Pinakes is a single static Go binary — a local, single-user tool that exposes
the same in-process engine over three surfaces: a stdio MCP server
(pinakes mcp), a loopback REST surface (pinakes serve), and one-shot CLI
verbs. It reads from a fixed set of public biomedical data sources (Ensembl,
UniProt, PDB, ChEMBL, gnomAD, ClinVar, openFDA, PubChem, AlphaFold,
ClinicalTrials.gov, NCBI virus and protein) and turns their responses into
deterministic, byte-reproducible,
provenance-stamped records.
This document describes the security posture of this engine — the downloadable binary. It is not the hosted service; anything that depends on multi-tenant infrastructure, account credentials, or controlled-access data is out of scope and called out explicitly in Out of scope / Not yet provided.

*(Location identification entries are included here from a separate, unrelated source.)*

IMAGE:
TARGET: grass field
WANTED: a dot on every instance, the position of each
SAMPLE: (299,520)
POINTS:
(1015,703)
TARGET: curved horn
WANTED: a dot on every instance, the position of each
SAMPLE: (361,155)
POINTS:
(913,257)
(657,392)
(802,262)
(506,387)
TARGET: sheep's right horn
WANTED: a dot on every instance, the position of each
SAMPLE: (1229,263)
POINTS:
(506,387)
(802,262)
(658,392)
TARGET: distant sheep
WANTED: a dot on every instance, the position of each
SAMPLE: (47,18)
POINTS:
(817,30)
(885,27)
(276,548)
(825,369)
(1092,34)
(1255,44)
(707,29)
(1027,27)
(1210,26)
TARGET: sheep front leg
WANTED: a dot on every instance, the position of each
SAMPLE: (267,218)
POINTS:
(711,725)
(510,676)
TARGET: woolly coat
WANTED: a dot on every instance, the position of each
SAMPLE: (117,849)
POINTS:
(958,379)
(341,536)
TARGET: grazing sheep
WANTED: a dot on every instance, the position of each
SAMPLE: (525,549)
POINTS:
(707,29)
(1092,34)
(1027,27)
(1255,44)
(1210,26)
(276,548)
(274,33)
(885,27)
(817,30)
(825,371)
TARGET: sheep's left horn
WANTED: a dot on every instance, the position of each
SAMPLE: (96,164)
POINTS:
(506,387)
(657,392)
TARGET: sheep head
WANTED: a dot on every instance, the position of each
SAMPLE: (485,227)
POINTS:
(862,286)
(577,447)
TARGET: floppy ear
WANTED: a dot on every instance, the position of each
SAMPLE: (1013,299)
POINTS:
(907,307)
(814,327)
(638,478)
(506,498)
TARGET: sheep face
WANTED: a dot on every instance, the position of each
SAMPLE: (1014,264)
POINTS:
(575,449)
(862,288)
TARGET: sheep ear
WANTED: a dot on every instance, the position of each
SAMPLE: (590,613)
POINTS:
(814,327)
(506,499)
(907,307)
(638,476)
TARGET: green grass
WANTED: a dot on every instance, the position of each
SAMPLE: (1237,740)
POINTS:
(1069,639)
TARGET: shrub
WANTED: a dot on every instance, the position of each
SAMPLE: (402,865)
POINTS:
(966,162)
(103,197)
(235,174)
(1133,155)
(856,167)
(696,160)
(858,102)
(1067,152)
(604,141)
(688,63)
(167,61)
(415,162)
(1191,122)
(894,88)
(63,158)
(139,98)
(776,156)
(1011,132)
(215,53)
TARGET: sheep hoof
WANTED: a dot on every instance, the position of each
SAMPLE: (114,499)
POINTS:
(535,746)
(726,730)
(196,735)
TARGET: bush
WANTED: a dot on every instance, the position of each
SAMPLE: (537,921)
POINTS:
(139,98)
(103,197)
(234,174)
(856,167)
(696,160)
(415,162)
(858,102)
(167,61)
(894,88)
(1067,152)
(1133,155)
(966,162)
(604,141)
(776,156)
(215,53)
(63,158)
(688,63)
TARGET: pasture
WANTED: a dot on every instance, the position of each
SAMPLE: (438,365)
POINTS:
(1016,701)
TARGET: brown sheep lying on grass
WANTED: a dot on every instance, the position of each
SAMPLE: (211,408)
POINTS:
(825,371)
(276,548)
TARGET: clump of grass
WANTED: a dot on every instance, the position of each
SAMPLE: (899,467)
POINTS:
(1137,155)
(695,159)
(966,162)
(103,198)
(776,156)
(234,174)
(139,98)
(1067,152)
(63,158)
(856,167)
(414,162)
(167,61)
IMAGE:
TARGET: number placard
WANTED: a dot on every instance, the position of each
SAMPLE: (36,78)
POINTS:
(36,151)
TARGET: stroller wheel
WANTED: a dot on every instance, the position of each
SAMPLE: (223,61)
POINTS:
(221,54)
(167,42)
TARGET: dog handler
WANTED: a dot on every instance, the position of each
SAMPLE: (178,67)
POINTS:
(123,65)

The engine runs as a local process under one user's account, over public data. Its security goals, in priority order, are:
- Integrity / tamper-evidence of the data it produces — a result either reproduces exactly or is rejected loudly.
- Bounded egress — the process only talks to the declared,
https://source endpoints, and only through one transport seam. - Resource bounds for the local process — a hostile or runaway input cannot trivially exhaust memory or stall the engine.
It is not an authentication or authorization boundary. The REST surface is unauthenticated and binds loopback only; anyone with local access to the machine (or the loopback port) can drive the engine. That is by design for a local tool and is stated plainly below.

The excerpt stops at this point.